Still, I'm a programmer, not an electronics engineer. I have neither the knowledge nor the diagnostic tools to test any of these theories directly. This is all speculation. It could be a truck load of bovine dung.

BlueWings172 commented 2 years ago

I went back to my excel data collected from the UM25C and found out that all power sources that caused the Pi to freeze frequently have never provided 5.1v or 5.0V and at best 4.9x. My power strip USB that's keeping the Pi more stable now does in fact provide constant 5.1V. Does 0.2V make that much of difference?
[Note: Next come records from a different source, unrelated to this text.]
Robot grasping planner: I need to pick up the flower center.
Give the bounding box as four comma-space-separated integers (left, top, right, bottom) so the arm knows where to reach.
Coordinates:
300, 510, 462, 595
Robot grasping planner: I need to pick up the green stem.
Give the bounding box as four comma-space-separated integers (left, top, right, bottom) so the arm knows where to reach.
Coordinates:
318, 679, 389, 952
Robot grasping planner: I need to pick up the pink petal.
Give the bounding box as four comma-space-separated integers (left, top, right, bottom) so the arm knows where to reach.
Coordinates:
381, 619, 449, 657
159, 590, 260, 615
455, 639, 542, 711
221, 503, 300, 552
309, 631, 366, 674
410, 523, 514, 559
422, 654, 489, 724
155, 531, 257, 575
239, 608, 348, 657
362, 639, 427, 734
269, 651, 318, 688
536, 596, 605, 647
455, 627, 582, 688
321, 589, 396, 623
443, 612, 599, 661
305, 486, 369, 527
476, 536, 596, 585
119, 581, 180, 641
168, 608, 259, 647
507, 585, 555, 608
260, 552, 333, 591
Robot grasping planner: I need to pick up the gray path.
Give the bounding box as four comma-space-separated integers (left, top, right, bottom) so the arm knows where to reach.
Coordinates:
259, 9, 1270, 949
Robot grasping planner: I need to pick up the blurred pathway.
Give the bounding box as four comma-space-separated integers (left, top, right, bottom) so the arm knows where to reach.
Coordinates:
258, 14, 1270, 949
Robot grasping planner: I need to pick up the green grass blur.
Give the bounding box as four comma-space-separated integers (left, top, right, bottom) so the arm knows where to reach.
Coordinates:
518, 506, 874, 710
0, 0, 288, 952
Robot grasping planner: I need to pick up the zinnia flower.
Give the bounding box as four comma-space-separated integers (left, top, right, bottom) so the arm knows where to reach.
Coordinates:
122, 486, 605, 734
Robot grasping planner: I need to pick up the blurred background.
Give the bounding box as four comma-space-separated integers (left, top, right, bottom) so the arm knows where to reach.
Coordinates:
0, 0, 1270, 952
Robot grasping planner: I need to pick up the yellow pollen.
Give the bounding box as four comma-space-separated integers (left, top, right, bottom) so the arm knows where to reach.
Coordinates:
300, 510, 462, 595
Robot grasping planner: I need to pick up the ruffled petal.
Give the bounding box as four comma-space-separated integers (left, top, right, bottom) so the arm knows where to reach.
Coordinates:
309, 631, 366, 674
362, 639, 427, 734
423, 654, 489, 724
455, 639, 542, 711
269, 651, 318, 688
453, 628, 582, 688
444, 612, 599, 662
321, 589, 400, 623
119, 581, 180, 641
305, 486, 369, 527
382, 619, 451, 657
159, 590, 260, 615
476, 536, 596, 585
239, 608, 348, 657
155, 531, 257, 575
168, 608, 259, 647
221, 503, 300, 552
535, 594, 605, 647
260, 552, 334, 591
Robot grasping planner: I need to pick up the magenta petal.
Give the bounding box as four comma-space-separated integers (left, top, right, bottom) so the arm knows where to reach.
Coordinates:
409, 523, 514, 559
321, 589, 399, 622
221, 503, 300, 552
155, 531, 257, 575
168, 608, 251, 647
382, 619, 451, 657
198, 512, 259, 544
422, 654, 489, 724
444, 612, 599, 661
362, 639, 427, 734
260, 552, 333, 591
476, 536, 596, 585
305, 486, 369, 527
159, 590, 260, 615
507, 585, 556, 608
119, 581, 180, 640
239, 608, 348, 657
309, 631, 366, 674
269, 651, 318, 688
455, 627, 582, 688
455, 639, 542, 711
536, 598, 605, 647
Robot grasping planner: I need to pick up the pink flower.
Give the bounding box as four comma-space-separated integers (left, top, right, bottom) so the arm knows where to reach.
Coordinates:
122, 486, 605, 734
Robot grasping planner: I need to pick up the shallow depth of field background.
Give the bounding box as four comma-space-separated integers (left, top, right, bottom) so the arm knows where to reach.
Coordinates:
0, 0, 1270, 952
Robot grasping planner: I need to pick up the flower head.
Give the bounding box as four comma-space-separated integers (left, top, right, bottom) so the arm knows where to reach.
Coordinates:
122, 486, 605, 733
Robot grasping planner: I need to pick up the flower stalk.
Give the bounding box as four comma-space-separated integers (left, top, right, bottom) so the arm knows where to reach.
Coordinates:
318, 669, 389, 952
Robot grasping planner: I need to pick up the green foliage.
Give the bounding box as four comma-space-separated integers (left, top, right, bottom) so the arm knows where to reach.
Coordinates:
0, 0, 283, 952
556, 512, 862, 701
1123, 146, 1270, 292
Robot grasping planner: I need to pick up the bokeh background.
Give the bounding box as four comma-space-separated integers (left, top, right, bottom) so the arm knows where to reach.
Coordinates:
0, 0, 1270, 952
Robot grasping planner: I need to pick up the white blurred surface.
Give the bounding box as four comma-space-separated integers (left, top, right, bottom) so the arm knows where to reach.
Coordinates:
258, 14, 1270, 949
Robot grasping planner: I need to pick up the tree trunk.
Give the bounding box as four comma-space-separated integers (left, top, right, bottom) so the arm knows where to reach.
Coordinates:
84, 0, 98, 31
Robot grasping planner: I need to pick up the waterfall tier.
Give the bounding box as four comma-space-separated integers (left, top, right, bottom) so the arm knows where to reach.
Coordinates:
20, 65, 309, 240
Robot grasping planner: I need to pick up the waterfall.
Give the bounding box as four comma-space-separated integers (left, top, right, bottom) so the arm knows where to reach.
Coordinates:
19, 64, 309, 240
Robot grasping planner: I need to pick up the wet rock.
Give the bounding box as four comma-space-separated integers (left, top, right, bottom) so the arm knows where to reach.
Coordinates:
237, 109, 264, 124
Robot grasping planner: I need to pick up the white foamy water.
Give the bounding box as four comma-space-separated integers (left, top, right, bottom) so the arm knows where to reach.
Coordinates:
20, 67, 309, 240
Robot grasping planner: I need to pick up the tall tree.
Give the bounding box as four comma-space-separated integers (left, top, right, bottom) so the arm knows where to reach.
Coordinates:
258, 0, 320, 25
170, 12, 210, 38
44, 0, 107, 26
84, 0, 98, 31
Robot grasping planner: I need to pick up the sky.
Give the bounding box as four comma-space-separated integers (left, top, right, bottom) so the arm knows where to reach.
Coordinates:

I don't know.

I understand though that when you mentioned voltage you meant specifically the voltage that the regulator outputs not the voltage it receives. But there's not much I do about it. I hope the Raspberry Pi Foundation announces a Pi 5 with better stability but that seems unlikely in the short term.

I loved the mqtt script. I have it running in cron every minute. How to get it only to report when under voltage is occurring right now not just historical?

I have modified it by adding the line below to send me a Telegram message but had to remove it since I'm getting a message every minute. My log file is empty though. Is this normal? I don't think it rotates.

curl -s -o /dev/null -d chat_id=CHAT_ID_HERE -d text="Pi needs juice!" -X POST https://api.telegram.org/botxxx:myapihere/sendMessage

Since the Pi has been stable for past few days, I'm gonna try to use my SSD before Home Assistant murders my new SD card.